In aviation, we face a tougher journey than most industries to hit net zero targets. Rightly, there is a lot of focus and effort to drive developments in fleet modernisation, Sustainable Aviation Fuel (SAF) and operational efficiencies.
Seeking new solutions
Yet to achieve net zero we also need to focus on cabin waste and circularity. That means looking across the sector’s entire and fragmented supply chain for new solutions to become more sustainable. Product suppliers, caterers, airlines, airports and waste management companies – all of us – have a key role to play in striving to reduce the consumption of valuable resources, to reduce waste going to landfill or incineration.
No longer can we look only at ‘our piece’ – we have to look at the whole community. We are already looking upstream and finding more sustainable materials, production processes and waste reduction practices. But if we look downstream and see only incineration or landfill, what is it all for?
The issue of ICW
As we get closer to net zero deadlines, the treatment of ICW has to be tackled. To do that, we must take collective ownership of a complex issue that involves outdated regulation.
To truly become more circular, we must come together as an industry and solve the ICW problem. With so many stakeholders and differing regulatory frameworks around the world, that represents a daunting task.
We must unpick this and reorganise the supply chain to operate in a more sustainable way. That can be achieved with clear objectives and guidance. The Aviation Sustainability Forum (ASF) is here to facilitate and support that essential change.
The ASF is a not-for-profit organisation and aims to enhance circularity in aviation. Consisting of a collaborative partnership of otherwise competing stakeholders from across the aviation sector, the ASF is an independent body whose mission is to unite the supply chain and build a more sustainable future for onboard products and services.
Run by its members for the good of the overall inflight sector, the ASF will work with the industry to transform how ICW is managed across the supply chain by embracing circularity. Collaboration across the global aviation supply chain is essential to mitigate the issue of ICW.
The ASF will strive to bring members from the inflight services industry together to develop sustainable solutions and standards while campaigning to overcome the regulatory and policy barriers currently hindering progress.
Looking at other international industries which have managed to achieve this, such as the construction industry, there is much to learn from introducing standardisation. Standardising the materials loaded onboard aircraft will enable the standardisation of waste management practices at the end of the supply chain.
Where we are
The current regulatory framework is based on protecting the agricultural sector, with respect to animal health. So in order to challenge the regulations, the industry will need to demonstrate that new practices result in safe waste that negates regulatory concerns and can be reused, recycled, biodegraded or composted.
We need to come together as an industry and recognise that this is a problem shared by all of us in the supply chain. The only way to really solve it is to work together.
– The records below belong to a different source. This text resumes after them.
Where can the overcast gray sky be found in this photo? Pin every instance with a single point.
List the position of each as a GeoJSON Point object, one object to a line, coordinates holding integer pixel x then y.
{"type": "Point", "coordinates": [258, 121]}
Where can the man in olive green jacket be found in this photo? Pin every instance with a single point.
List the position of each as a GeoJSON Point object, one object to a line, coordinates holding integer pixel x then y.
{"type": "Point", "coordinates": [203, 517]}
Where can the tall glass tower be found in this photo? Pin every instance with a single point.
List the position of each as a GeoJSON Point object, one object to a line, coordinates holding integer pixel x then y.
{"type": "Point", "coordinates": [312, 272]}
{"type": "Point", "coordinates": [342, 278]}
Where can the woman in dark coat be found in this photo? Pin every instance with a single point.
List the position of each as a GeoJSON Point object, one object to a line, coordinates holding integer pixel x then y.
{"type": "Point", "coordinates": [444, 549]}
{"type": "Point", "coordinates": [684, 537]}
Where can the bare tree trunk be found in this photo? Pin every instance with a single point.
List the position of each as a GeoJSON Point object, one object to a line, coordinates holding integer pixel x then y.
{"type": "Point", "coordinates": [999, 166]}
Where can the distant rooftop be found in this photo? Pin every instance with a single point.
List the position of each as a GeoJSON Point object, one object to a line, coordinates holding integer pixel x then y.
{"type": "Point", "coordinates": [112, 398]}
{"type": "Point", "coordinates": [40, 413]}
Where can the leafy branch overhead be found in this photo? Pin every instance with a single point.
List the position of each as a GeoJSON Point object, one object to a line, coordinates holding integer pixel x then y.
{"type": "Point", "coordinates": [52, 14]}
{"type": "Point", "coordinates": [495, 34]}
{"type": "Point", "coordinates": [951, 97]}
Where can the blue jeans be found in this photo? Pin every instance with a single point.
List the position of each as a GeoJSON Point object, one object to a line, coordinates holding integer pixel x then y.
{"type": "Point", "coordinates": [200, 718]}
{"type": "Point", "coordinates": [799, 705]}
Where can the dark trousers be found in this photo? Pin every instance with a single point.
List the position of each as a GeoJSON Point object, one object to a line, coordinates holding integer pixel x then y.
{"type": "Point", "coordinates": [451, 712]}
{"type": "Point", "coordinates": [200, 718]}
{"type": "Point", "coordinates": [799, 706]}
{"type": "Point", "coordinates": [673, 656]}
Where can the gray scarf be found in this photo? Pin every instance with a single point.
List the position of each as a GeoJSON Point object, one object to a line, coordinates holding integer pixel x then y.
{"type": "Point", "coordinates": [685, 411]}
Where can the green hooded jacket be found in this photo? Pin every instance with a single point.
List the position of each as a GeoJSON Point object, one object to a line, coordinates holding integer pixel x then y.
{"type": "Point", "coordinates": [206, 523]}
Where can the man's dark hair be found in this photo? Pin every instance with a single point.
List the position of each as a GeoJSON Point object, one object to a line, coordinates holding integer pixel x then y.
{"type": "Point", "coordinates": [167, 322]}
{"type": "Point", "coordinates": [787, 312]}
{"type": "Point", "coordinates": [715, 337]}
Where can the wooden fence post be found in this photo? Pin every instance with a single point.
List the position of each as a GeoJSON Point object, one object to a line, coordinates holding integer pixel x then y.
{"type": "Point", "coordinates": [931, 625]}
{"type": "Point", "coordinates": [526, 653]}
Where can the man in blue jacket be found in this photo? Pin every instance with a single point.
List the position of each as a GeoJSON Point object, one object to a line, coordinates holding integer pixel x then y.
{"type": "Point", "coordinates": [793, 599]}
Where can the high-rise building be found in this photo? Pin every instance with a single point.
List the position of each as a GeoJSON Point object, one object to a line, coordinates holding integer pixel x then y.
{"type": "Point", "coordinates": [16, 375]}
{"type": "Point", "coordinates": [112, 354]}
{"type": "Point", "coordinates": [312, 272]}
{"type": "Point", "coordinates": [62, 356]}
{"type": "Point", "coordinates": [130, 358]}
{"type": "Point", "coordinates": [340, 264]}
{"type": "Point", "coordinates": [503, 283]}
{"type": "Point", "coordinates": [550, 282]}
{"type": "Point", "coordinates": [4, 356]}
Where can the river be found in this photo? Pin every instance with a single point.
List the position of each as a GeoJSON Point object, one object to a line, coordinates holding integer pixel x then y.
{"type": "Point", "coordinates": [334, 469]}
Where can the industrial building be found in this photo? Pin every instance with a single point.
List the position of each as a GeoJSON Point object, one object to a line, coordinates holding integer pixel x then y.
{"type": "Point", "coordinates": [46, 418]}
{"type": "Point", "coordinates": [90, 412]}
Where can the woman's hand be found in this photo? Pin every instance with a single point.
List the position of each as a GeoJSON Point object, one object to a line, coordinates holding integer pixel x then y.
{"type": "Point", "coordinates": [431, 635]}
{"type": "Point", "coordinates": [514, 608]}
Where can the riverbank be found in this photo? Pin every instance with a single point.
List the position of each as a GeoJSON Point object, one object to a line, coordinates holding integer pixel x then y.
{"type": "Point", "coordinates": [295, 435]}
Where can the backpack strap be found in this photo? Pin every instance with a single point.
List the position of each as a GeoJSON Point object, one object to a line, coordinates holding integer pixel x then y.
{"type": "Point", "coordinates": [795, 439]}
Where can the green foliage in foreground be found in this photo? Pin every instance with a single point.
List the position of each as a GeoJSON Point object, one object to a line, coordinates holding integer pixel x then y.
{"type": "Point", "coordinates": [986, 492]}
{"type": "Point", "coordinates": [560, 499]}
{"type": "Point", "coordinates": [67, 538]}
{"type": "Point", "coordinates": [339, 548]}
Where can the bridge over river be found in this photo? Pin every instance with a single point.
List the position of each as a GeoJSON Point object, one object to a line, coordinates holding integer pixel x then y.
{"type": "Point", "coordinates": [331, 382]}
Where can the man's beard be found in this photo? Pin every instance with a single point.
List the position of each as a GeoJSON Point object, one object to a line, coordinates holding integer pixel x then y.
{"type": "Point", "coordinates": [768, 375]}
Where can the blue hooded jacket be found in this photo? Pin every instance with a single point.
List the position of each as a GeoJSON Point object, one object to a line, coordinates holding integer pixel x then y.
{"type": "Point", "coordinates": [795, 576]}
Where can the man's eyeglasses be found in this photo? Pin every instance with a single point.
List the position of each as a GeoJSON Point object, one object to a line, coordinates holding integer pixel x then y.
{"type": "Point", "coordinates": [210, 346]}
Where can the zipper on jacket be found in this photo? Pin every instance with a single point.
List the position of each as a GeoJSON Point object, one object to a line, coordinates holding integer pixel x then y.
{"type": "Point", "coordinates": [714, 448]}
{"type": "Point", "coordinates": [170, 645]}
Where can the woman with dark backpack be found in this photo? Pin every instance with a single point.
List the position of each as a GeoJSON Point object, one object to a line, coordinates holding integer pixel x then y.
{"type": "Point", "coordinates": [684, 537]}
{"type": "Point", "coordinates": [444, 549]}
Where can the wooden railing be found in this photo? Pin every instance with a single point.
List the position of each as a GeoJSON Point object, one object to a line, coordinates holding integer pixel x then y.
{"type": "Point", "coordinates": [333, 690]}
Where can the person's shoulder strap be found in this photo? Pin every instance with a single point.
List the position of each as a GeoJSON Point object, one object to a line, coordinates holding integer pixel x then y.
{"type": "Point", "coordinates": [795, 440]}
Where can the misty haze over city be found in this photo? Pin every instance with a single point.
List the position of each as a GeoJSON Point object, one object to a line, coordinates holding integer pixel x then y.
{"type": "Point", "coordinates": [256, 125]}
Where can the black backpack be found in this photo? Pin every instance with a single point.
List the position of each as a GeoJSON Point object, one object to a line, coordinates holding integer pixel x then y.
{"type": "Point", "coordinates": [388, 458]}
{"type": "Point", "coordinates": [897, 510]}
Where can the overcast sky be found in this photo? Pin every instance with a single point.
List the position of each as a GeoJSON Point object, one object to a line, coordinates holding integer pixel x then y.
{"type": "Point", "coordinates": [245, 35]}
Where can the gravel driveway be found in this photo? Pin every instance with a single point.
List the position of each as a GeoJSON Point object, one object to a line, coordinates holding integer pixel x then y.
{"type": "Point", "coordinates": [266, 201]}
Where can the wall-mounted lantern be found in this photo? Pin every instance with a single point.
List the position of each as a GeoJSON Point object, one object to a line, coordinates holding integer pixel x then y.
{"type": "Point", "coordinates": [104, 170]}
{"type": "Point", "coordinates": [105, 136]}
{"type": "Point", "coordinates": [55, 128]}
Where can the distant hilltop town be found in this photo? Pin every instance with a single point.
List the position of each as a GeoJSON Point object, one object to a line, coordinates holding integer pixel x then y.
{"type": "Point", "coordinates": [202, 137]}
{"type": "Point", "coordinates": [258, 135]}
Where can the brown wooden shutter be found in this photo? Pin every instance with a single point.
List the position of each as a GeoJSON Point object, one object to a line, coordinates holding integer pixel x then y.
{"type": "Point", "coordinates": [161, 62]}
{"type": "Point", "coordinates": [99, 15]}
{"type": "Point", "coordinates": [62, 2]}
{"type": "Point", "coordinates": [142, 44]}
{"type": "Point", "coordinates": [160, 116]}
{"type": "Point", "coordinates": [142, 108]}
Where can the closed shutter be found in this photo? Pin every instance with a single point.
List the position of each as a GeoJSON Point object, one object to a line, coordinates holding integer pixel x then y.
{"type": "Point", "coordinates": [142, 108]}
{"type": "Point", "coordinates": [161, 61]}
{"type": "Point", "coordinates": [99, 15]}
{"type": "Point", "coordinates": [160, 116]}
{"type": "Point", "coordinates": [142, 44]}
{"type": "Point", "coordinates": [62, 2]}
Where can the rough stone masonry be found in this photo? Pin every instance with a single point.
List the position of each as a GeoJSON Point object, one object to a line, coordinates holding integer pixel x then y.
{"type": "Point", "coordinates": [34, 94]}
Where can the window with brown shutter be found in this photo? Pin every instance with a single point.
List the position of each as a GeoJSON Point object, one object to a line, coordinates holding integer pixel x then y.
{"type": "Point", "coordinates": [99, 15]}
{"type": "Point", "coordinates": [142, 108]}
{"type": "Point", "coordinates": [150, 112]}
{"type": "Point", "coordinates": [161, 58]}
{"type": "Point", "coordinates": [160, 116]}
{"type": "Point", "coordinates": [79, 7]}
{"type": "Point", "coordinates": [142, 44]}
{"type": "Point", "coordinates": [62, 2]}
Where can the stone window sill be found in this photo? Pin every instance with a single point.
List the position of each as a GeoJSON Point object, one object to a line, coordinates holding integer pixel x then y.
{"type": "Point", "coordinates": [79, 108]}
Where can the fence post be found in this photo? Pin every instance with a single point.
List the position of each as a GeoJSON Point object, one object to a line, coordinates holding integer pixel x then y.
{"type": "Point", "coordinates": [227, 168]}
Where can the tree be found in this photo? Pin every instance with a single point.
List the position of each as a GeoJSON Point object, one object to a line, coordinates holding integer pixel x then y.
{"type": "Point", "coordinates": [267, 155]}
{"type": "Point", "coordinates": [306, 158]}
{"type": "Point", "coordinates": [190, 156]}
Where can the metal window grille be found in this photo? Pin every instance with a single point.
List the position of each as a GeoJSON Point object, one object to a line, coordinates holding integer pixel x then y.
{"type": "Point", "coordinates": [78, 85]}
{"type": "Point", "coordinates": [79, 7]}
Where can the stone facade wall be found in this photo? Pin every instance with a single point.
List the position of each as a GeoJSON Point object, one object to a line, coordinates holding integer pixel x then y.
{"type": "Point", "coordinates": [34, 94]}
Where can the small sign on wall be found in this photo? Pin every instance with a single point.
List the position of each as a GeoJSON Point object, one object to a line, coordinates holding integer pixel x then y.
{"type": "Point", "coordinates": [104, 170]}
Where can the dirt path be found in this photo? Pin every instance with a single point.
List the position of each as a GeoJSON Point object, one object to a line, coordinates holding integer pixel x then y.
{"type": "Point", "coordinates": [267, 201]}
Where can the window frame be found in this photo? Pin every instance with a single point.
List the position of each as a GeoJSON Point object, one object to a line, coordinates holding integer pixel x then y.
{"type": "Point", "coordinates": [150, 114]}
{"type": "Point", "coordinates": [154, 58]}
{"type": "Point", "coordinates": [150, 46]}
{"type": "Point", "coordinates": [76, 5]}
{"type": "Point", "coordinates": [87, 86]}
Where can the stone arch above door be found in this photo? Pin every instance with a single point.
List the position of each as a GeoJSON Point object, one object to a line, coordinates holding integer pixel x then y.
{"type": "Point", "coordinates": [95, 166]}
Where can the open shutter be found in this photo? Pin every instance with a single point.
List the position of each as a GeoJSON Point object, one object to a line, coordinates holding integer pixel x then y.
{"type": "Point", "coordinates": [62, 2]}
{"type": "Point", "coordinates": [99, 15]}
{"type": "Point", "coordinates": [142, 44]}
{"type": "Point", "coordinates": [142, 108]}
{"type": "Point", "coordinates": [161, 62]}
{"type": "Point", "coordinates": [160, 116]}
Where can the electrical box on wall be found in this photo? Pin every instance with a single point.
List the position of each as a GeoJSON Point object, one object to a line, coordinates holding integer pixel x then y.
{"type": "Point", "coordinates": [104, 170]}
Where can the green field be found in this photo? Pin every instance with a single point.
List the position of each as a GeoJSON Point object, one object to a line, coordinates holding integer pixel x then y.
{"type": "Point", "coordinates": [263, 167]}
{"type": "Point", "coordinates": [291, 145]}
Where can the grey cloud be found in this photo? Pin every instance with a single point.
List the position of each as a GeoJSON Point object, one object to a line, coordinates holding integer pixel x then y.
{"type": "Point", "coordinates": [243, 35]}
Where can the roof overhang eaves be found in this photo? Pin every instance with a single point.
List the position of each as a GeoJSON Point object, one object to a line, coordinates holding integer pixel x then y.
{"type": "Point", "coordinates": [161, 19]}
The ASF is building membership from within the aviation sector and has received seed funding from early members. Further funding will be sought from growing the membership of the ASF as well as seeking opportunities that lie outside of the sector.
Our funding will be put to use further analysing the current situation and then establishing regional pilot schemes to trial new and improved ways of working. The ultimate aim is to transform the supply chain to operate in a more sustainable way.
The issue of ICW cannot be ignored any longer. The time has come for action. That action has to come from all of us in the inflight supply chain – working together in a truly collaborative process. Let’s get started.